Wouldn't intelligent aliens on the other side of the galaxy have to deal with the same physics regardless of the culture?


That is the thought provoking thing about Vulcan Culture on Star Trek. Will a truly scientific society transcend most of what we regard as culture?

CNu said...

Seems to me that the relationships embodied in "physics" have more to do with how a given organism's nervous system represents ontological data, than on the ontological data itself.

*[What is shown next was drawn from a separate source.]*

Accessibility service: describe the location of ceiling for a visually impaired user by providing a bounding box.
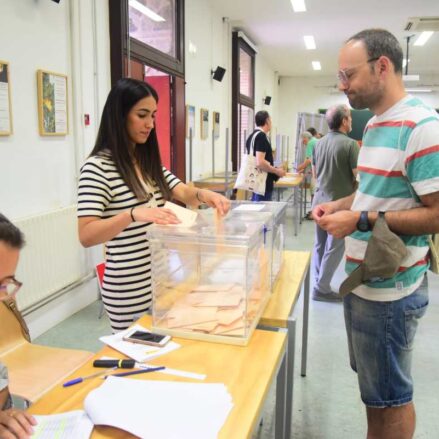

For example, bacterial life forms have expressed a degree of fitness which beggars human fitness and/or even useable concepts of the same. Some might even go so far as to argue that the human species is a bacterial technology, or extended phenotype.

umbrarchist said...

Ontology is too complicated for me. I'll stick to physics.

CNu said...

Quantum mechanics is too complicated for you, and it's physics too, right?

umbrarchist said...

LOL


Quantum mechanics is up there with ontology. I can afford an oscilloscope but super colliders are beyond my budget.

umbrarchist said...

For what function?

rembom said...

Heat tolerant mesh.

umbrarchist said...

I would expect stainless would be better to avoid corrosion and other chemical reactions. But I do not see the point of the question.

rembom said...

umbra; Physics will only take you so far, either here, or on the other side of the galaxy. Where does creativity fit into a purely rational universe? What's the difference between a cell that's alive, and one that isn't? Even within physics, the math requires axioms. How can you tell a "good" axiom from a "bad" one? These are all more the domain of metaphysics than physics. Entheogens, a popular topic 'round these parts, have been known to shed light on metaphysics and on physics. That's where the stainless/brass wire mesh comes in.

CNu said...

rotflmbao....., smdh - didn't see that one coming!

rembom said...

umbra: In your reading lists, is there any poetry?

CNu said...

I think I saw plenty of it in the sci-fi reading list, but to be quite frank - poetry is an archaic, pre-subjective psychological artifact for which I personally have scant little use. Was teasing the children mercilessly last night by posing the questions: what is music? and what is art? - so of course this topic came up.